Summary: | This dissertation considers the most important aspects of success in the National Football League (NFL). Success is defined, for this paper, as winning individual games in the short term, and making the playoffs over the course of a season in the long term. Data was collected for 750 different regular season games over the course of five seasons in the NFL, and used to create models that identify those factors which are most significant towards winning at both the short term and long term levels.
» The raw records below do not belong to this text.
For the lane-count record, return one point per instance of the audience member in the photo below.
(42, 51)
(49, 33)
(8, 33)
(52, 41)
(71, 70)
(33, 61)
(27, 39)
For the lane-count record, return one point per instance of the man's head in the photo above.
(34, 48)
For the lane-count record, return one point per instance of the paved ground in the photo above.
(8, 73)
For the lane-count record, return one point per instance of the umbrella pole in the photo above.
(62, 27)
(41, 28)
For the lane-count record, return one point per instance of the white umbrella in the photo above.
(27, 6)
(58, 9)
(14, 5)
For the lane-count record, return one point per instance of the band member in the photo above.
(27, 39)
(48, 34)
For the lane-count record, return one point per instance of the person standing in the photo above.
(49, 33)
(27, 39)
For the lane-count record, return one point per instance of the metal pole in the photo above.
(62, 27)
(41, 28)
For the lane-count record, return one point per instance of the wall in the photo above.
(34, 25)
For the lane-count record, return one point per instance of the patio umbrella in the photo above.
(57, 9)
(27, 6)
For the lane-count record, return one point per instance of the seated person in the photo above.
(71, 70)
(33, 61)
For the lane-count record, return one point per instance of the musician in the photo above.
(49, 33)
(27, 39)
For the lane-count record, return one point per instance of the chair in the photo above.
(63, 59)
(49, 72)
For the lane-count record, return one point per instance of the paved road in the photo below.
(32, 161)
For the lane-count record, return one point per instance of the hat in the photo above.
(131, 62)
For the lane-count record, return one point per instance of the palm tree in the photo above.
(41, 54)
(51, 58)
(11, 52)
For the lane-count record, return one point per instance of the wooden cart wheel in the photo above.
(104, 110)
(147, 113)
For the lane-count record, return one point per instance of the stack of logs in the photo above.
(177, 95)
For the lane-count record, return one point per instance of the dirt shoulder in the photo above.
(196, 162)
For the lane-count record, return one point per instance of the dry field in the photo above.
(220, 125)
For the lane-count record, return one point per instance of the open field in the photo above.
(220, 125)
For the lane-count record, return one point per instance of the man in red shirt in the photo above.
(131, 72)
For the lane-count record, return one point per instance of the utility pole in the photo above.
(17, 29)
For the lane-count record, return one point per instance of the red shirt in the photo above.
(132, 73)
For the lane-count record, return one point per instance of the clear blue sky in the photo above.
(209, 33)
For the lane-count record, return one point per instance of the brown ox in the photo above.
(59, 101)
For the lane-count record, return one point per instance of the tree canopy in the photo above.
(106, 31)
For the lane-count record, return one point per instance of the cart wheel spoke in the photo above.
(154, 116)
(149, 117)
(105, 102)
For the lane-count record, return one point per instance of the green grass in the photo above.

A point spread model was developed using an ordinary least squares regression method, and stepwise selection technique to reduce the number of variables included. Logistic regression models were also created to state the probability a team will win an individual game, and also the probability a team will make the playoffs at the end of the season. Discriminant analysis was performed to compare the significant variables in our models, and determine which had the largest influence. We considered the relationship between offense and defense in the NFL to conclude whether or not one area had a significant advantage over the other. We also fit a proportional odds model on the data set to categorize blowout games, and those that are close at the end.
The overwhelming presence of turnover margin, passing efficiency, first down margin, and sack yardage in all of our models is clear evidence that there are a handful of statistics that can explain success in the NFL. Using the statistics from games, we were able to correctly identify the winner around 88% of the time. Finally, we used simulations and historical team performances to forecast future game outcomes, our models classified the actual winner with a 71% accuracy rate.
Analytics are slowly gaining momentum in football, and the advantages are clear. Quantifying success in the NFL can benefit both individual teams, and the league as a whole, to present the best possible product to their audiences.
|